Back in the early 1940s when the U.S. Department of Defense was looking for some remote corner of nowhere to work on the Manhattan Project, maybe Texans were just a bit hurt that none of the out-of-the-way corners of our state (ahem -- the Panhandle) got picked.
Alas, Texas wasn't even on the list, though the folks in Oak Ridge, Tennessee, were more fortunate -- the federal government seized 56,000 acres of land and tossed the people living on it out for next to nothing so they could build a production facility.
No, instead of going Texan, Oppenheimer and his gang decided to go off and develop the atomic bomb in Los Alamos, New Mexico. They picked the spot because of the dry desert scenery (with the Sangre de Cristo Mountains right out the window, it was a spot right out of a John Ford western) and went to work on the bombs that would obliterate Hiroshima and Nagasaki, and pretty much end World War II, according to some.
And Texas didn't get even a tiny piece of the glory, though they did consider using Padre Island as a site to test the first bomb, so we almost had that feather in our cap.
Instead, Oppenheimer and company built some bunkers in New Mexico, created and blew up the bombs and then went and made history by using them on real people (check out John Hersey's Hiroshima if you want to get a feel for the true horrific experience of what it was like for the people who actually got the atomic bomb dropped on them). When you are working with the stuff of nuclear warfare, there's always nuclear waste. Since the project was based in Los Alamos, a whole bunch of the nuclear waste from the project and general nuclear testing was buried in the ground and kept in big old barrels at the Los Alamos laboratories in that little corner of New Mexico.
Which was all fine and basically dandy, until June 2011 when a massive wildfire got extremely close to those barrels of plutonium-contaminated waste, causing officials to start monitoring the situation intently, according to the Associated Press.

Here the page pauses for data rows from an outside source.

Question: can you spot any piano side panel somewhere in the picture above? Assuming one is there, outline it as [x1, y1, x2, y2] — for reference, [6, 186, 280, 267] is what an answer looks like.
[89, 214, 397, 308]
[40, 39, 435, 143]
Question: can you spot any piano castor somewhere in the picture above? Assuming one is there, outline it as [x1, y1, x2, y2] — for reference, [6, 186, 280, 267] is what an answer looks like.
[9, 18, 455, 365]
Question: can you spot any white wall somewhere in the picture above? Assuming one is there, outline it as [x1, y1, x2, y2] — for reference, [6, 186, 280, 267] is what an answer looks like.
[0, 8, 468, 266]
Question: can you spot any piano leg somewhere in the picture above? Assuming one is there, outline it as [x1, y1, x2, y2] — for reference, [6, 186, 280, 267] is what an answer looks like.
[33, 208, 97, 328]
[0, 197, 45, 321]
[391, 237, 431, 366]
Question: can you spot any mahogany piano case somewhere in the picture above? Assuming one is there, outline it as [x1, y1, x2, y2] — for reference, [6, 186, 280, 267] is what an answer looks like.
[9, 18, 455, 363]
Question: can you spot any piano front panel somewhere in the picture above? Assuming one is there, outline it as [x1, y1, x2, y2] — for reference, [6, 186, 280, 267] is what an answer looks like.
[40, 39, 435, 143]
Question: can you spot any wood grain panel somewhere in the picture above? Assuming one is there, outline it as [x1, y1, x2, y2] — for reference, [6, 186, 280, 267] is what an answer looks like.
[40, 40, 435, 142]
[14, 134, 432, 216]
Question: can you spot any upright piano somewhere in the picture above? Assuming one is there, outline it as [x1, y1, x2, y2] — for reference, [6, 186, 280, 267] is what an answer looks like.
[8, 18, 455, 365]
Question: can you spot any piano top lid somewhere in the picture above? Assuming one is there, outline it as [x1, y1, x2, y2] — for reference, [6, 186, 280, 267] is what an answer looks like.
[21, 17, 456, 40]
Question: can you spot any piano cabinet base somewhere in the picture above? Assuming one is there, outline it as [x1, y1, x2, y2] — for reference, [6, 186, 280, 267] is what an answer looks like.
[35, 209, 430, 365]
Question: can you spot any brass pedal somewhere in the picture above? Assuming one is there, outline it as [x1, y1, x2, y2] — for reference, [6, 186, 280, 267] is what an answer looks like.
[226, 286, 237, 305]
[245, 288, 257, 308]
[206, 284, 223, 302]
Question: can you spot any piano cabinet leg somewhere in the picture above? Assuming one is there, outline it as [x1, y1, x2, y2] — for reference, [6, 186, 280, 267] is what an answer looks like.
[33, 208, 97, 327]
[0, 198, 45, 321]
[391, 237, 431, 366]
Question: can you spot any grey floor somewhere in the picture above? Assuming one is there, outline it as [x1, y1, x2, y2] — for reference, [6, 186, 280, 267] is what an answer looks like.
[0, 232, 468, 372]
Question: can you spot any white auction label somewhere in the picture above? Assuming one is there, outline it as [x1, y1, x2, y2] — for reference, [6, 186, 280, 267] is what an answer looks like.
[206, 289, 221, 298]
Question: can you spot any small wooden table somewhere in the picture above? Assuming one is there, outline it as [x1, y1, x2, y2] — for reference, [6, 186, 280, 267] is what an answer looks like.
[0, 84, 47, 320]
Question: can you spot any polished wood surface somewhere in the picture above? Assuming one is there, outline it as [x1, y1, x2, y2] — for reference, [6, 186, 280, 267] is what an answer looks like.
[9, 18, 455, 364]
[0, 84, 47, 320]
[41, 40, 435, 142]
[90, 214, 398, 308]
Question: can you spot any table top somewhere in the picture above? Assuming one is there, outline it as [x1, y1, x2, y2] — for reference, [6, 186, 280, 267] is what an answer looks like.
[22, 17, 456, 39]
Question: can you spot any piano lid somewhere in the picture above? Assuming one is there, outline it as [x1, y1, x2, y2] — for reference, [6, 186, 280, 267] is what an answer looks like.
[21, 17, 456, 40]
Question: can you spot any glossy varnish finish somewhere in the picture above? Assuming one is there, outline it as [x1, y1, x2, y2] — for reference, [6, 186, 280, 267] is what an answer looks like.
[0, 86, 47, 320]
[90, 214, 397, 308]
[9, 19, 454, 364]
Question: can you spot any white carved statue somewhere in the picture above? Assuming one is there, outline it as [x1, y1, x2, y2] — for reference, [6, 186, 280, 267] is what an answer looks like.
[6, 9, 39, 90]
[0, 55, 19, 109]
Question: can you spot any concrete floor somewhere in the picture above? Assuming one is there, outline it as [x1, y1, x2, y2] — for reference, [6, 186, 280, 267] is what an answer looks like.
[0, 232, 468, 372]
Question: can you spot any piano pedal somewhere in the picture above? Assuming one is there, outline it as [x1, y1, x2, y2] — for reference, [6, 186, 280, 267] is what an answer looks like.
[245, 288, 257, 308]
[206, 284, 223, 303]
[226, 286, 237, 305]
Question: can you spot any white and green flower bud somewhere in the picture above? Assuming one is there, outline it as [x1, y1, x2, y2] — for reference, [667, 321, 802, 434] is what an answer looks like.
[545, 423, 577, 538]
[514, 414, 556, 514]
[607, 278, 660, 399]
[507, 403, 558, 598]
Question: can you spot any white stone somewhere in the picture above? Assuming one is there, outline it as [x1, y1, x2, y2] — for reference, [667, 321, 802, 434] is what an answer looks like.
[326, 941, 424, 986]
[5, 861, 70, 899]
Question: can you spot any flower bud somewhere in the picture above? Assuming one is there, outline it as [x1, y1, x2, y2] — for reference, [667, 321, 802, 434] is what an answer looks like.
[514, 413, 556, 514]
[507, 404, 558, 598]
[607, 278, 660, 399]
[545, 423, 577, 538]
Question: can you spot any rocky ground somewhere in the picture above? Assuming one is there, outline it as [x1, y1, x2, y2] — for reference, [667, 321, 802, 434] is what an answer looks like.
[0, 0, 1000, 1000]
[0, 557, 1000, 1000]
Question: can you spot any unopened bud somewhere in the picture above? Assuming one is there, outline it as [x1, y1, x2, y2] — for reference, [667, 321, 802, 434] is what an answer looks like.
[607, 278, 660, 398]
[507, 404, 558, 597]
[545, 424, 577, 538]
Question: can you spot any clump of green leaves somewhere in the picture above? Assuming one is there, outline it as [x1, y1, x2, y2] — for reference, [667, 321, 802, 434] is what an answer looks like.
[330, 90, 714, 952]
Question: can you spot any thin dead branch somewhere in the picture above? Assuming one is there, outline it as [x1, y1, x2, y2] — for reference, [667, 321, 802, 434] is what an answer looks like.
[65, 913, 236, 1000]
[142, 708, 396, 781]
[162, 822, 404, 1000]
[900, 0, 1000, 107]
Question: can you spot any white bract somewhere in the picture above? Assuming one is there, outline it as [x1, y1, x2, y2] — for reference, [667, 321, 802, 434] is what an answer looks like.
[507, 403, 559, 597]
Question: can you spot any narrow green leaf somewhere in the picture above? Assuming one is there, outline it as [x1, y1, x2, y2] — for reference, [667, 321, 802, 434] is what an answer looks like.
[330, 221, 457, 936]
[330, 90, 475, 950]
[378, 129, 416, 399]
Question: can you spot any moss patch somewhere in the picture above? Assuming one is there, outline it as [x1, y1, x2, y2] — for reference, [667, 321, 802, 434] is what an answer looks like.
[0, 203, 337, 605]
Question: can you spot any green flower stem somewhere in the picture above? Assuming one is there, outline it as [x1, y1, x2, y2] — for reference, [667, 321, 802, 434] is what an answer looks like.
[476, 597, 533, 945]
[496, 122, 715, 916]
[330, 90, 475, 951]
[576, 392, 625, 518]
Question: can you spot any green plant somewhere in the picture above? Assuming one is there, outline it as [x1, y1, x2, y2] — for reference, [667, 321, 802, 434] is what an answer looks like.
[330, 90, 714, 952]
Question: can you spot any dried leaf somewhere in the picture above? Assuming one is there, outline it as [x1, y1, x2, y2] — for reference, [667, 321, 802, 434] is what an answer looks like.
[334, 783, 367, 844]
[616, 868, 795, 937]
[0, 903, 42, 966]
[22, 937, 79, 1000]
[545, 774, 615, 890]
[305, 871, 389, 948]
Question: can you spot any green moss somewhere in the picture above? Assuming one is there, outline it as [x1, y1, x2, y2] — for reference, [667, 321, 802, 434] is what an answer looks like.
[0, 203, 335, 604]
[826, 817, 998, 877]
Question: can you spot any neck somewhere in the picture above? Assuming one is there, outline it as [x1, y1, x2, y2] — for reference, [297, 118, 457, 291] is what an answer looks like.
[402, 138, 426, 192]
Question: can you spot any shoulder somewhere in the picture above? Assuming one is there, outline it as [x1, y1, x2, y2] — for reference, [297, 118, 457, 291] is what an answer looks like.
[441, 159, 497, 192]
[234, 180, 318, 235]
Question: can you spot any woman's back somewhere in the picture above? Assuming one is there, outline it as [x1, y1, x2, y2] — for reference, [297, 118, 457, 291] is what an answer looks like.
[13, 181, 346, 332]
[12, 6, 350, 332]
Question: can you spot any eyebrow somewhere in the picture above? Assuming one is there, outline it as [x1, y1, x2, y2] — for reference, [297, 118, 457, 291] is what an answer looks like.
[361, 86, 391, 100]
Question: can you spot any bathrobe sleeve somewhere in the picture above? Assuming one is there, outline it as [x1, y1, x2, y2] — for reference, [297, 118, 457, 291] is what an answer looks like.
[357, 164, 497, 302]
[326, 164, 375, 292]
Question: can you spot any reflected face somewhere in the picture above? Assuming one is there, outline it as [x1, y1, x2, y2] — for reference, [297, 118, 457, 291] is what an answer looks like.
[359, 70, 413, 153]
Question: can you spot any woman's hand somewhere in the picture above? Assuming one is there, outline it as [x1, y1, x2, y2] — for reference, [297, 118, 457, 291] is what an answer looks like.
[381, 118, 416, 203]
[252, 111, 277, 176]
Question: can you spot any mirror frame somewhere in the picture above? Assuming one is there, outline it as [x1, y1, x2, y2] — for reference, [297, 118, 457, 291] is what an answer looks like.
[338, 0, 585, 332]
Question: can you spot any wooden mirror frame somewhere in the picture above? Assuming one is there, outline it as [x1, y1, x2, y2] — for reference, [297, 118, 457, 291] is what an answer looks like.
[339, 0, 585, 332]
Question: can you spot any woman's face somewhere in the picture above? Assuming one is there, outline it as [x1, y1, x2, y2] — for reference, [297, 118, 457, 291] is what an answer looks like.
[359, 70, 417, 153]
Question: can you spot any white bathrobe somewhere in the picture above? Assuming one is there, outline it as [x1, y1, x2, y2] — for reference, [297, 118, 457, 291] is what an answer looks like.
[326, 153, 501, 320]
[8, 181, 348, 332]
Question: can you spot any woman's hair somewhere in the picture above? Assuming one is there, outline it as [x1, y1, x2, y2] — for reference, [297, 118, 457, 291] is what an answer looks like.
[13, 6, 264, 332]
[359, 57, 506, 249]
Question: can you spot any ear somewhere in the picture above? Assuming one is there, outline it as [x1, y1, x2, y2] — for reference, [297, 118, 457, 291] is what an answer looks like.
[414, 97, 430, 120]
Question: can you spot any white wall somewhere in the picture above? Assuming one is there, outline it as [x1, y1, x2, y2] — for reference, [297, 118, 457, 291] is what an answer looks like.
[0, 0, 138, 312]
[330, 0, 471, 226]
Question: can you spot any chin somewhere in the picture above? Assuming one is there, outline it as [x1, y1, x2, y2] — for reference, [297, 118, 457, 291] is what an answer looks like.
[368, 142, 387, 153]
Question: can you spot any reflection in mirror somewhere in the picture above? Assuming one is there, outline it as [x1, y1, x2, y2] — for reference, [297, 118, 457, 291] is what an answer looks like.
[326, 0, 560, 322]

You know, because when you've got a whole bunch of nuclear waste, it's generally not a great idea to set the stuff on fire. Firefighters managed to avoid that situation (thus probably avoiding creating unexpected superheroes or, you know, just wreaking cancerous havoc on anyone who happened to breathe in the stuff), and after that, New Mexico environmental officials decided they'd had enough of being the special chosen nuclear place. Last year, they made a deal with the folks over at Los Alamos to get rid of the nuclear waste by January 2014, AP reported.
But where is this nuclear waste headed? Well, Texas didn't get to learn how to stop worrying and love the bomb way back in the day, but the Lone Star State finally gets to play a part in the epic of the A-bomb.
A couple of years back, Waste Control Specialists LLC, a Dallas-based disposal outfit -- of course they're from Dallas -- became the first company in 30 years to get a license to treat, store and dispose of low-level radioactive waste. Then, in 2011, the Texas Low Level Radioactive Waste Disposal Compact Commission voted to allow the company to start accepting nuclear waste from 36 other states.
The facility (that's a nice word for dump) is located in West Texas (the region, not the city) about five miles outside the little town of Andrews. The imported waste is buried in concrete containers 30 to 100 feet below the ground, in a vein of red clay that is supposed to keep the nuclear contents from spilling or shifting or generally sloshing around. Once the containers are full, they get buried out in that Texas soil, and there they'll stay, becoming less radioactive in a process that takes a really long time (high-level waste can take thousands of years, according to the Nuclear Regulatory Commission.)
And now, after decades since that first little snub over where to locate the lab for atomic research, it looks like New Mexico is finally going to share some of that historical stuff with Texas, namely the Los Alamos nuclear waste. We know that it's a real sacrifice for New Mexico to part with it -- heck, one good wildfire could have given the whole state superhero powers -- but Texans, especially the ones out in West Texas who will be closest to the site, sure are grateful to finally be a part of all this.